Managed WordPress hosts are popping up all over the web. The platform is now so widely used that mammoth hosting providers such as GoDaddy and MediaTemple have added specialized hosting packages dedicated to WordPress customers. WordPress hosting providers that cater to a specific niche are the latest trend.
CampusPress is a newly branded managed host that specializes in WordPress multisite networks for educational organzations. It’s actually an offshoot of Edublogs, the largest educational blogging host that has been providing multisite hosting since 2005. Due to the high demand for more CMS features, the Edublogs team decided to differentiate the services with CampusPress focused on providing multisite network hosting for schools and universities.
I spoke with Edublogs Director of Operations, Ronnie Burt, to discuss the reasons for launching CampusPress as a separate entity into the managed hosting market. He said that many of the existing Edublogs customers wanted to use the service for more than blogs but were hesitant due to “blogs” within the name. “Since WordPress is all grown up and used for way more than blogging,” he said. “We’re re-branding our Edublogs Campus service and really improving the network infrastructure and features to better support all types of sites.”

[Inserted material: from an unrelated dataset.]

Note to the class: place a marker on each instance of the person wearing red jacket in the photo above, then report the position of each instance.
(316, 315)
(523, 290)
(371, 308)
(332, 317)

How Multisite Hosting Works at CampusPress
In addition to providing a hosting environment optimized for multisite networks, CampusPress accounts also include many built-in features specific to white labeling and managing a multisite network for education. A few examples include:
- Domain mapping
- Class and student management tools
- Content filtering and moderation
- Native apps for iOS and Android
- LDAP, Google Apps, Shibboleth and LTI authentication options
I asked Burt if CampusPress is one giant network that manages all the multisite installations. “It isn’t technically networks within a network,” he said. “Each school has their own totally separate multisite install. We use SVN to manage WordPress core and our default plugins and themes across all of the networks.” CampusPress also provides a custom SVN folder for customers to submit and manage custom themes.
The multisite hosting is truly managed in that the maintenance is handled professionally behind the scenes and customers do not have any server-level access such as FTP or the database. “This is how we can guarantee reliability and security,” Burt said. “While traditional managed hosting providers may have automated scans and a blacklist of plugins, we manually review line by line each line of code of every plugin and theme added to our networks.”
The Challenge of Keeping Pace With WordPress
Burt says that one of the biggest challenges of hosting multisite networks is performing upgrades. “Universities and schools often also have their own change management and branding policies and regulations,” he said. “They tend to not like upgrades or major changes in the middle of the school year, and they all seam to require different things when it comes to testing, timelines, and rolling out new plugins/tools.”
For example, WordPress 3.8 introduced major changes to WordPress and many organizations didn’t want to have to re-educate their users in the middle of the school year. “This is especially a challenge when they get on different versions of WordPress core,” Burt explained. “It seems like as soon as we finally get everyone happily upgraded, another version will roll out and we’ll start the process all over again. We’d upgrade them all at the same time if they’d let us.”
CampusPress Expands Beyond Educational Blogs
With the new CampusPress branding in place, Burt and his team are able to expand beyond providing educational blogs. One of the largest categories includes news/magazine sites like, such as the University of Denver Magazine. The other category they serve is faculty/department websites in need of CMS capabilities, such as the University of Oregon Political Science Department and Cornell’s Media Relations Office.
A few interesting examples of multisite networks already hosted with CampusPress include:
- Bill and Melinda Gates Hall
- Cornell’s Emergency Site
- University of Delaware Student Newspaper
- San Jose State’s Alumni Magazine
- University of Oregon Department Sites
- Ohio State’s Drumline
WordPress use is on the rise in the education sector. “The buzz around WordPress at the conferences we attend and the WP in Education mailing list suggests a growth that parallels WordPress in business and other arenas,” Burt said. With the re-branded CampusPress website launched this week, Edublogs is officially entering the managed WordPress hosting market. The company joins Cart66 as one of the first managed WordPress hosts catering to a specific niche.
Thank you for your post about CampusPress. I read their announcement yesterday, and has several questions about their hosting, which your post answered.
Sarah, is there any information about pricing? I didn’t find any pricing details in their announcement, did I miss it?